Greg Cooper, Ph.D., completed his graduate work at Stanford in 2006 in the area of comparative genomics. His post-doctoral studies focused on using SNP genotyping to identify copy number variants. Cooper became a faculty investigator at HudsonAlpha in 2010.
The Cooper lab is interested in the broad goal of identifying genetic variants that causally influence human traits. The pursuit of this goal by Cooper and others has included genome-wide association studies and the application of next-generation sequencing for discovery of common and rare variants associated with human phenotypes. Despite the promise for these technologies, several analytical challenges exist for understanding the data. The Cooper lab is focused on developing computational and statistical strategies to understand structure, function and evolutionary history of human genomes with the long-term goal of predicting how genomic variation shapes phenotypic variation.
Current research areas in the Cooper Lab include :
• Using exome and whole-genome sequencing to identify the genetic basis for Mendelian disorders using comparative genomics and functional annotations.
• Identifying expression QTLs in liver. The Cooper lab is working to incorporate functional and comparative genomic annotations into eQTL prediction to evaluate the quality of prediction and identify and test putative causative variants.
• Characterizing genetic alterations, with a focus on copy number variation, found in children with intellectual disability. Previous work by Cooper revealed new copy number variants found in affected children. Future plans include using capture and sequencing of known disease associated regions to determine whether they have new mutations in previously characterized regions.
Selected recent publications
Patwardhan, R. P. et al. (2012). Massively parallel functional dissection of mammalian enhancers in vivo. Nat. Biotechnol. 30: 265–270.
Cooper, G. M. and Mefford, H. C. (2011). Detection of copy number variation using SNP genotyping. Methods Mol. Biol. 767: 243–252.

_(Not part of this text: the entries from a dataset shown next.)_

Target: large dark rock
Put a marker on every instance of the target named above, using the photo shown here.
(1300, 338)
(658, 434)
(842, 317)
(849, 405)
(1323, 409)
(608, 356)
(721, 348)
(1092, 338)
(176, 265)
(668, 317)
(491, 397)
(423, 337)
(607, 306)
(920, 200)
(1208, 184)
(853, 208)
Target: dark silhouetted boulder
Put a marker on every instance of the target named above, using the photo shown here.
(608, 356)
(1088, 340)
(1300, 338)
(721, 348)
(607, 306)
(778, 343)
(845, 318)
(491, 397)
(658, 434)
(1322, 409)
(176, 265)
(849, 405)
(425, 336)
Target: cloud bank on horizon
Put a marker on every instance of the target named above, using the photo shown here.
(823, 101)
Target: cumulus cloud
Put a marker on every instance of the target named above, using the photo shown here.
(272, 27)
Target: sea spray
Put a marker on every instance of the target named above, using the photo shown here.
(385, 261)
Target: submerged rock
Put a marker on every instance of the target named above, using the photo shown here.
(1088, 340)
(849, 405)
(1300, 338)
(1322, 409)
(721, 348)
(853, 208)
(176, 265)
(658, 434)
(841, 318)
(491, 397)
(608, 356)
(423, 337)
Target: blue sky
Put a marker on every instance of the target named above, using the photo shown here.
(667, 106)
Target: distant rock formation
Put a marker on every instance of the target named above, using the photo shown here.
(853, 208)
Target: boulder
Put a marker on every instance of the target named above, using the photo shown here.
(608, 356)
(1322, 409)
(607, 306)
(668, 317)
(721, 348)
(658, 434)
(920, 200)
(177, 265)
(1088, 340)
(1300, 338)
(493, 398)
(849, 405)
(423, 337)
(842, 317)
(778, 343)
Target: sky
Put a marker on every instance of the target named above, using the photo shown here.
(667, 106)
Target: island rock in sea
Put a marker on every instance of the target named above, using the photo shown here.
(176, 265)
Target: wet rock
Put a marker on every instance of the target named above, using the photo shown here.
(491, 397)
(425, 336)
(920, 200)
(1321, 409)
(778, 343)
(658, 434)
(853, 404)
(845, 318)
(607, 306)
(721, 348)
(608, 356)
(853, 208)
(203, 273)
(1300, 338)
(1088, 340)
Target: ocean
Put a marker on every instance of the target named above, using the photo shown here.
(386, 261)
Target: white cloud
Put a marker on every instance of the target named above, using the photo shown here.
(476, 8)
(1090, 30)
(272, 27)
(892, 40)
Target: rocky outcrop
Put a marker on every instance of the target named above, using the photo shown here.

Cooper, G. M. and Shendure, J. (2011). Needles in stacks of needles: finding disease-causal variants in a wealth of genomic data. Nat. Rev. Genet. 12: 628–640.
Cooper, G. M. et al. (2010). Single-nucleotide evolutionary constraint scores highlight disease-causing mutations. Nat. Methods. 7: 250–251.
Cooper, G. M. et al. (2011). A copy number variation morbidity map of developmental delay. Nat. Genet. 43: 838–846.